5 Lessons That Novelists can Learn from Screenwriters


Some of the biggest screenwriters in our generation have something in common: they develop a lot of their skills by reading novels. In fact, many of the greats learned all of their skills through novels, not from watching movies. The reason is fairly simple; novelists and screenwriters have a lot to offer one another. So if a screenwriter can learn from a novelist, then it’s fair to say that a novelist can learn a lot from screenwriters. Here are the five biggest lessons.

Lesson #1: Learn to Say More With Less

Having abridged several screenplays and adapting them into novels, I can tell you that there are a lot of wasted words in most novels. Most of the novels that I have read would be absolutely perfect if they were to be cut by 20 to 30 percent. Don’t get me wrong. There are a lot of authors who make every word count. However, most of the novels that I read tend to spend too much time on setting descriptions when they should be focusing on characters or storyline.

One of the first things I do when editing my books is to cut anything that does not contribute to the book. If a paragraph can be removed and not affect the story, then it doesn’t belong.

Lesson #2: Using Scenes to Build a Story

Most writers start out on page one of their novel and then focus on daily word count goals. Eventually, they finish their book and then make revisions. There’s absolutely nothing wrong with this method but if you find yourself struggling then you should know that a novel can be broken down into scenes. In fact, I never write a novel starting at page 1 – I start with the most important scenes. The first questions I ask myself are:

What is the goal of this book?

What am I writing about?

To screenwriters, this is known as the controlling idea. Only then can I begin the process of tying characters together and forming the overall story. This is the absolute best method of approaching the writing process. It almost completely eliminates writer’s block.

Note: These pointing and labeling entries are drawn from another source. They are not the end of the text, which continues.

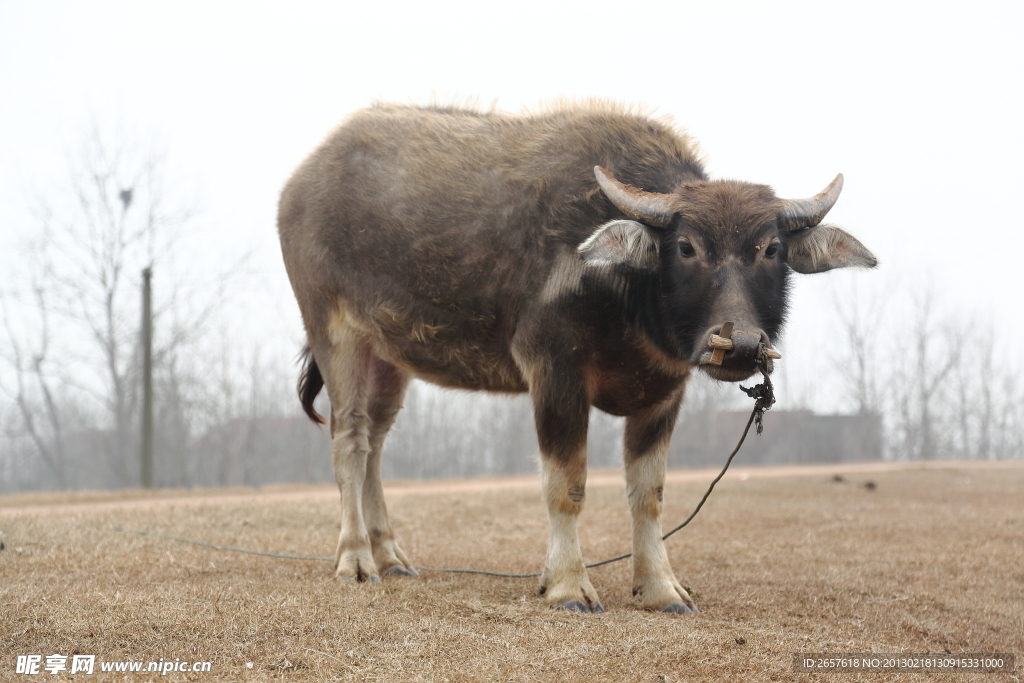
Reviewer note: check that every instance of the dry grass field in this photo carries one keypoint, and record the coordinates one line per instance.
(928, 559)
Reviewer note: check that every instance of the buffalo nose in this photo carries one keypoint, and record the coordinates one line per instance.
(736, 348)
(744, 349)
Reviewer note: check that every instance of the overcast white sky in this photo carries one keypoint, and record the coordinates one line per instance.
(920, 104)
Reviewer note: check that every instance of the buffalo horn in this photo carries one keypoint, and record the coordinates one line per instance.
(649, 208)
(800, 214)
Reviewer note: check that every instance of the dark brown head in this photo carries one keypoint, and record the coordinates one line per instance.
(722, 251)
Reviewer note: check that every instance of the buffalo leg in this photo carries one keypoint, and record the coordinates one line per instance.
(645, 452)
(353, 377)
(561, 410)
(388, 389)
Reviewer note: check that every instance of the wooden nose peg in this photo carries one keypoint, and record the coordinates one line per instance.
(723, 342)
(723, 338)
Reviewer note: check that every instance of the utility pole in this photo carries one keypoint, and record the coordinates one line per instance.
(146, 378)
(146, 455)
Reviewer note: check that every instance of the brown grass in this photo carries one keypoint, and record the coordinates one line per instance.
(930, 560)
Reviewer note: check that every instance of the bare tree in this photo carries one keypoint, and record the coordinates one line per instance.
(72, 311)
(860, 310)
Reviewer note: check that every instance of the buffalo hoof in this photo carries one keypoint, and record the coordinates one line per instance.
(399, 570)
(581, 606)
(680, 608)
(373, 579)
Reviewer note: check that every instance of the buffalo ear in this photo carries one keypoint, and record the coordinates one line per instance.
(622, 242)
(825, 247)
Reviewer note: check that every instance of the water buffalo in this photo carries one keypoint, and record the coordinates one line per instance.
(581, 255)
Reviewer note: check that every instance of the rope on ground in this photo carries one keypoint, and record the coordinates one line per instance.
(764, 395)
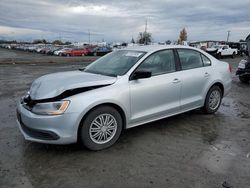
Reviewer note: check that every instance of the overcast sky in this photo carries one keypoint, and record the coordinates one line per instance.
(113, 20)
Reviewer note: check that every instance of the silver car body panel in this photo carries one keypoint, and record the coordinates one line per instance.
(142, 101)
(51, 85)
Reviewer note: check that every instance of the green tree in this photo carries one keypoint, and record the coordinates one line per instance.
(182, 36)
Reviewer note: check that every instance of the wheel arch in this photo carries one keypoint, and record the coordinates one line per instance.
(115, 106)
(220, 85)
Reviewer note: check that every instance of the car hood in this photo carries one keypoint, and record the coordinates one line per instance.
(52, 85)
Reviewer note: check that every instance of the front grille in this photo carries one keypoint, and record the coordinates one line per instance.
(36, 133)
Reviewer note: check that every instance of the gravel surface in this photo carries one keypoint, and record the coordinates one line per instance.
(188, 150)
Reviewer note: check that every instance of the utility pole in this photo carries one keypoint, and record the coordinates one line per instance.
(145, 32)
(228, 35)
(89, 37)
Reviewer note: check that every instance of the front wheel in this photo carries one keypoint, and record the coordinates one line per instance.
(101, 128)
(213, 100)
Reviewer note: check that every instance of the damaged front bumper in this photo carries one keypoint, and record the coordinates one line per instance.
(51, 129)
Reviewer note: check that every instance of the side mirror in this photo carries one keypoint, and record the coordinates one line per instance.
(140, 75)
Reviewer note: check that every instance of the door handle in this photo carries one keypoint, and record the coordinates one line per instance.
(176, 80)
(206, 74)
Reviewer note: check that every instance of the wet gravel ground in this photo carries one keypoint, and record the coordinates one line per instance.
(188, 150)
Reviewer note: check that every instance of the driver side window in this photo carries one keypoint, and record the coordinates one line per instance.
(159, 63)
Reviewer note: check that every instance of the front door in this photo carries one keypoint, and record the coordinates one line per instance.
(157, 96)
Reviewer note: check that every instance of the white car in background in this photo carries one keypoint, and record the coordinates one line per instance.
(222, 50)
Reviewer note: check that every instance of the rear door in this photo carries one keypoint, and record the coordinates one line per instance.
(159, 95)
(195, 77)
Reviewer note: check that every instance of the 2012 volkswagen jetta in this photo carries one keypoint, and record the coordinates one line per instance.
(123, 89)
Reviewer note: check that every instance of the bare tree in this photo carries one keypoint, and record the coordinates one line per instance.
(144, 38)
(183, 36)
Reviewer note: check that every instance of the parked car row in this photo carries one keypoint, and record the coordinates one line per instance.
(60, 50)
(221, 51)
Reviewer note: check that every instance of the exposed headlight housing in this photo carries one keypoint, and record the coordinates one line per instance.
(242, 64)
(51, 108)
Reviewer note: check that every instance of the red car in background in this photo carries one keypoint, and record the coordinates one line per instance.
(76, 52)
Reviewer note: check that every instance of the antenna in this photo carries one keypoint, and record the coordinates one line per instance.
(145, 32)
(89, 37)
(228, 35)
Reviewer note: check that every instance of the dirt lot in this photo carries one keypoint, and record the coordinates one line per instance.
(17, 57)
(189, 150)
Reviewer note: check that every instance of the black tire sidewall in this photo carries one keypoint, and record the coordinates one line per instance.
(206, 107)
(84, 136)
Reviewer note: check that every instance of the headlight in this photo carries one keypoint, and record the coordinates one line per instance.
(242, 64)
(51, 108)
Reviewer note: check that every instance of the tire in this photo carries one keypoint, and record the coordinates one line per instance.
(95, 139)
(243, 79)
(233, 55)
(212, 105)
(219, 56)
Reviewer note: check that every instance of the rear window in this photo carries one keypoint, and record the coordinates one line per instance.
(189, 59)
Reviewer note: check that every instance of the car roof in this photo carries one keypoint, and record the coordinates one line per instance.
(153, 48)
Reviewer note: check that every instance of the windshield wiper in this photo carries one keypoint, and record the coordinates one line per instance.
(101, 73)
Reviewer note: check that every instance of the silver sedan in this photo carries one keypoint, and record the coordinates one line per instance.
(123, 89)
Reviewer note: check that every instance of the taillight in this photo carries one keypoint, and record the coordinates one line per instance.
(230, 68)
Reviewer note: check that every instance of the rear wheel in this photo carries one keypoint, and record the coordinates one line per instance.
(101, 128)
(213, 100)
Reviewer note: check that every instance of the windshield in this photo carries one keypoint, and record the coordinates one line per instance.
(115, 63)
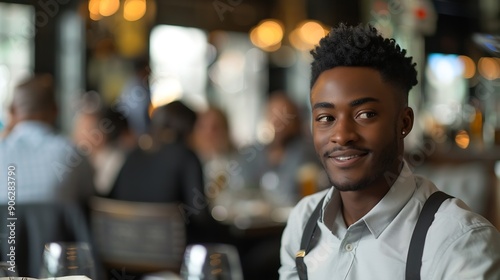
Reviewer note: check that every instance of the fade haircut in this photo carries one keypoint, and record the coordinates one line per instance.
(363, 46)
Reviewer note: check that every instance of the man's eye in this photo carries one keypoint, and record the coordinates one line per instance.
(325, 119)
(367, 115)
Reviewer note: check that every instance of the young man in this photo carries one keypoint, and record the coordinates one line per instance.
(360, 114)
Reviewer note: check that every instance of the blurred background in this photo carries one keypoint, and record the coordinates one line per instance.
(233, 54)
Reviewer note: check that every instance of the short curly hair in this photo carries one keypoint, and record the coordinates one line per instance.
(362, 45)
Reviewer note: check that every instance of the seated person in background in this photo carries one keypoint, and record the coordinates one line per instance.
(104, 133)
(48, 167)
(278, 166)
(165, 170)
(212, 143)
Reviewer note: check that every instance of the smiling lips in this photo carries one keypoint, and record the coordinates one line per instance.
(347, 158)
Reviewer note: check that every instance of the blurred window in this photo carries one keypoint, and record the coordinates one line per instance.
(17, 30)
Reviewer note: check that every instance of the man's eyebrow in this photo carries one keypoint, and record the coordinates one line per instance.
(357, 102)
(325, 105)
(361, 101)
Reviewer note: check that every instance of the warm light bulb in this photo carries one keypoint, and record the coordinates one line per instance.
(267, 35)
(94, 9)
(469, 66)
(108, 7)
(489, 68)
(311, 32)
(134, 9)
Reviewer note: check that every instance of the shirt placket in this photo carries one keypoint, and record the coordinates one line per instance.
(347, 250)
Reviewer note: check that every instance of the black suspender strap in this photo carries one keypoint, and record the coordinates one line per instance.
(305, 244)
(414, 259)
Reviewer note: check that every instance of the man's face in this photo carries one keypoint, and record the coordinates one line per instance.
(358, 121)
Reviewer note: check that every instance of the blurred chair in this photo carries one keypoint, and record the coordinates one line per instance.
(470, 182)
(37, 224)
(138, 236)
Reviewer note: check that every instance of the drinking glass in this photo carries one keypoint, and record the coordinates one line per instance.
(211, 262)
(67, 259)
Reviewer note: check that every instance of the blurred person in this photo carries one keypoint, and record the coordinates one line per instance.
(48, 167)
(276, 167)
(135, 99)
(213, 144)
(104, 133)
(365, 221)
(164, 169)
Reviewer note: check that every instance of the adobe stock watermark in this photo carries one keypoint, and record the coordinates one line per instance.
(223, 6)
(11, 218)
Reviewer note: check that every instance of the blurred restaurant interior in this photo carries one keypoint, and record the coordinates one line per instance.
(234, 53)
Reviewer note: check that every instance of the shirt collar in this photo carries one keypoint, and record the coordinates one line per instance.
(383, 213)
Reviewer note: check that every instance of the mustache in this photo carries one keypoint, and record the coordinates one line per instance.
(343, 149)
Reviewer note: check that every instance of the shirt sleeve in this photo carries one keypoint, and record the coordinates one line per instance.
(473, 255)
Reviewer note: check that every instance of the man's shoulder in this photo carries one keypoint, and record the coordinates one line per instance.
(454, 213)
(304, 208)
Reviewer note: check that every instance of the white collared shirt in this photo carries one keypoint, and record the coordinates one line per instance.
(46, 166)
(459, 245)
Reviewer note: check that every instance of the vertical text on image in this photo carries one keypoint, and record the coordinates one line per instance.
(11, 216)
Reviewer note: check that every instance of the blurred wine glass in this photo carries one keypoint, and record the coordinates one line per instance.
(67, 259)
(211, 262)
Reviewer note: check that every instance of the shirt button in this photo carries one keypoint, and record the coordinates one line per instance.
(349, 247)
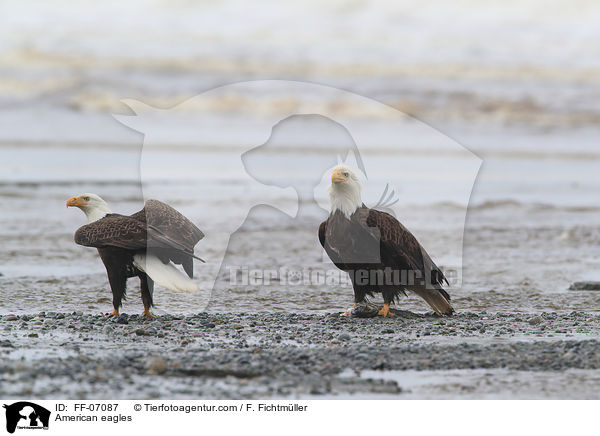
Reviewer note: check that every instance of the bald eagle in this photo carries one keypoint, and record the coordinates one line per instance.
(378, 252)
(145, 245)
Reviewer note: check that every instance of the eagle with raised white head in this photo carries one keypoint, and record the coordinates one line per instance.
(376, 250)
(146, 244)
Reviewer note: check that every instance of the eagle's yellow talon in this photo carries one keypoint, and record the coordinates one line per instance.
(148, 314)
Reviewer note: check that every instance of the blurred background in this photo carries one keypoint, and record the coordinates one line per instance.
(517, 83)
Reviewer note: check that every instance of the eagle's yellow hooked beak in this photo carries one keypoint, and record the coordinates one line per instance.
(75, 202)
(338, 177)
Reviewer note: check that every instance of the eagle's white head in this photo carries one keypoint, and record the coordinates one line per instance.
(91, 204)
(344, 191)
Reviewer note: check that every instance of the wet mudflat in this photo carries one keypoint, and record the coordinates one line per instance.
(287, 355)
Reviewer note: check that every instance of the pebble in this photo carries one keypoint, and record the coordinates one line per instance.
(535, 320)
(157, 365)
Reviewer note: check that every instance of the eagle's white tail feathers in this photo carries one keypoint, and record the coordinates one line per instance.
(165, 275)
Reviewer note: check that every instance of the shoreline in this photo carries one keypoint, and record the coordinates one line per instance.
(286, 355)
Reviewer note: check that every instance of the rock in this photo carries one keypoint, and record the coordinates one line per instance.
(157, 365)
(535, 320)
(585, 286)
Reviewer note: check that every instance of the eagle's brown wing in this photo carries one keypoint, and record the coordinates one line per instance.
(126, 232)
(162, 217)
(399, 243)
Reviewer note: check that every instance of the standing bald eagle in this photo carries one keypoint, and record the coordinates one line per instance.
(378, 252)
(140, 245)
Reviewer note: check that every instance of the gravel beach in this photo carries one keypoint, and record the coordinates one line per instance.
(287, 355)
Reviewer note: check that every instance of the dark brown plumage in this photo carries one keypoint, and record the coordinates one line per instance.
(375, 244)
(157, 230)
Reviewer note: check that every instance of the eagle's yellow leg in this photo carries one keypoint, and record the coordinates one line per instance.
(147, 314)
(115, 312)
(385, 311)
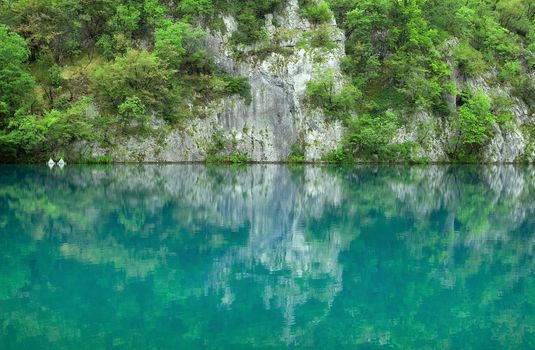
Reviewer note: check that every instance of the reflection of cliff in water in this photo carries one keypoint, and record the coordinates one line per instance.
(294, 236)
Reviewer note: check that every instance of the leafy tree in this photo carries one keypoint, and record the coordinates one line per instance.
(476, 120)
(16, 84)
(137, 73)
(133, 109)
(176, 42)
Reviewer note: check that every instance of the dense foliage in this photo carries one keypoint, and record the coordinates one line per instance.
(139, 59)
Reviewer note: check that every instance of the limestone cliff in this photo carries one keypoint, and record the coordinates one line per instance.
(278, 120)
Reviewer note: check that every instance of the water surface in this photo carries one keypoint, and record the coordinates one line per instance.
(267, 257)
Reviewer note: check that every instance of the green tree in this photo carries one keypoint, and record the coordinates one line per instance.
(137, 73)
(16, 84)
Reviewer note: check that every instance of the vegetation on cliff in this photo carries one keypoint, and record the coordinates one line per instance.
(86, 70)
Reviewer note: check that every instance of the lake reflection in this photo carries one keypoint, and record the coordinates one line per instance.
(267, 256)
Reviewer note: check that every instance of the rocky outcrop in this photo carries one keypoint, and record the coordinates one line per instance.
(276, 118)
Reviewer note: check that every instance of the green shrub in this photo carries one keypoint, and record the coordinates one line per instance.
(469, 60)
(138, 73)
(133, 109)
(317, 12)
(476, 120)
(371, 134)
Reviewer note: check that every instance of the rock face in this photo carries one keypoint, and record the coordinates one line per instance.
(275, 120)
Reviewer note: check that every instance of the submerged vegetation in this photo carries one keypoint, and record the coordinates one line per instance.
(73, 70)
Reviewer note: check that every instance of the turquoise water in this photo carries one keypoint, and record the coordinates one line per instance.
(267, 257)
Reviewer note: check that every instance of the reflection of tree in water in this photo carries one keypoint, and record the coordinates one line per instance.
(295, 270)
(398, 256)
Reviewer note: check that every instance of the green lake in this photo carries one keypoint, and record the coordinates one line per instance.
(267, 257)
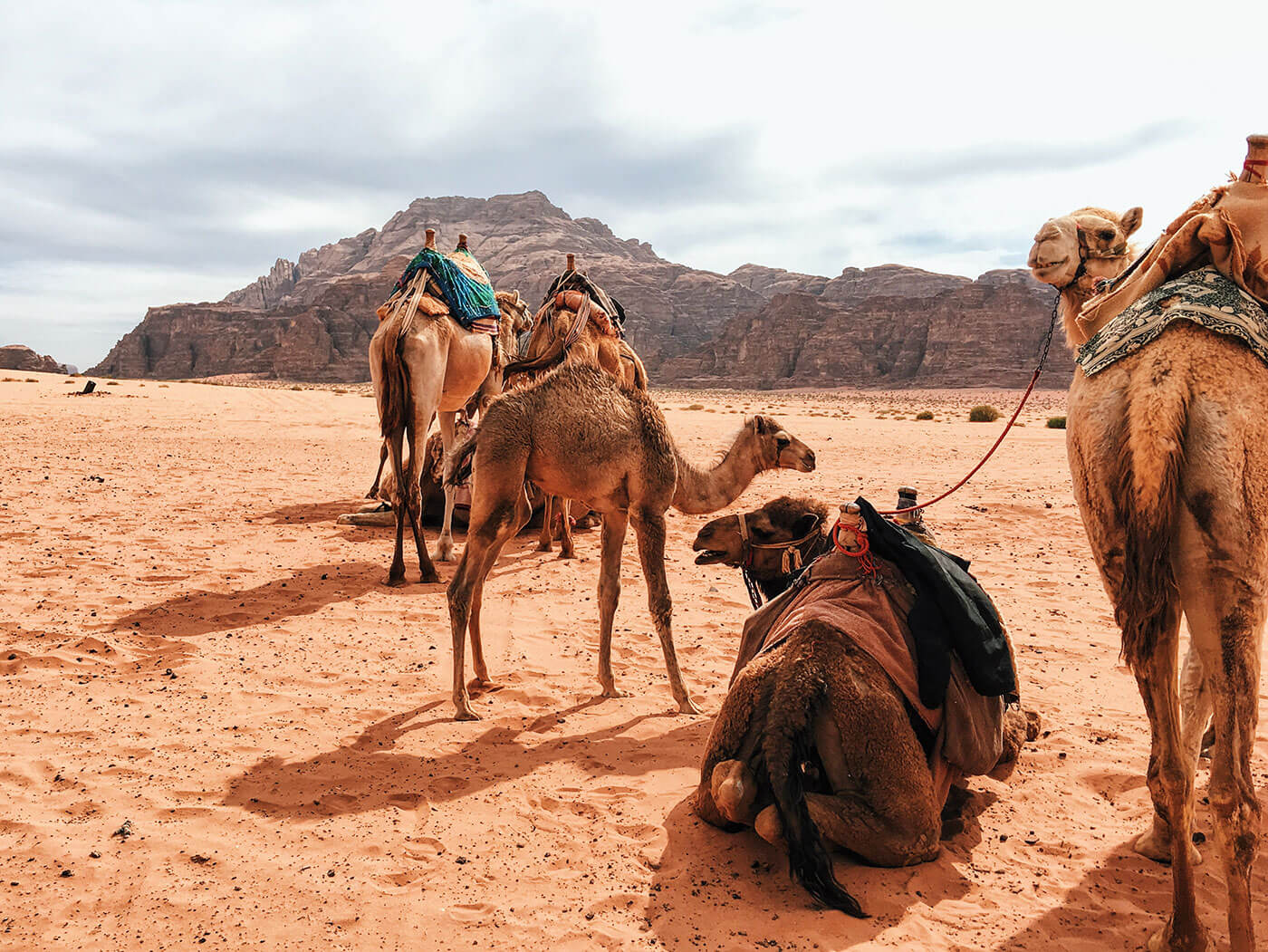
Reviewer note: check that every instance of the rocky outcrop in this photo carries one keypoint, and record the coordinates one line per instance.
(16, 356)
(760, 326)
(972, 333)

Lesson #3: Every Scene Must Provide Tension

We all know that a good movie makes us feel tense from beginning to end. We need to keep watching because we just have to know what happens next! The same is true of a novel. Every page must provide enough tension to keep the reader’s interest.

Once you have laid out each scene, make them all count. If a scene doesn’t provide tension, then it is not moving the story forward. The secret to creating a page turner is to never allow the tension to let up. Characters within each scene will be trying to accomplish a goal. They will either succeed or fail but they will not resolve the overall dilemma. They remain in peril until the climax.

Lesson #4: A Novel’s Characters and Plot Are Besties

Some novelists will put too much emphasis on their characters and forget that the plot of the story is just as important – or vice versa. Whatever the case, it’s seen as a matter of trying to find a balance between character development vs. plot. You should start looking at it as characters create the plot. They are equally important and should never be pitted against each other. After all, they are best friends.

Writers can learn a lot from magicians in this respect. Learn how to put your reader’s focus exactly where you want it. If you can accomplish that, then you’ll have them eating out of the palm of your hands.

Lesson #5: Bring Dialogue to Life

Dialogue is extremely important to screenwriters but it’s often underestimated by novelists.  However, novels should incorporate just as high a standard when it comes to dialogue. Here are a few popular tips that will help you create better dialogue:

  • Read it aloud in the same way you imagine your character saying it.
  • Act out a scene if it is comprised of a lot of dialogue.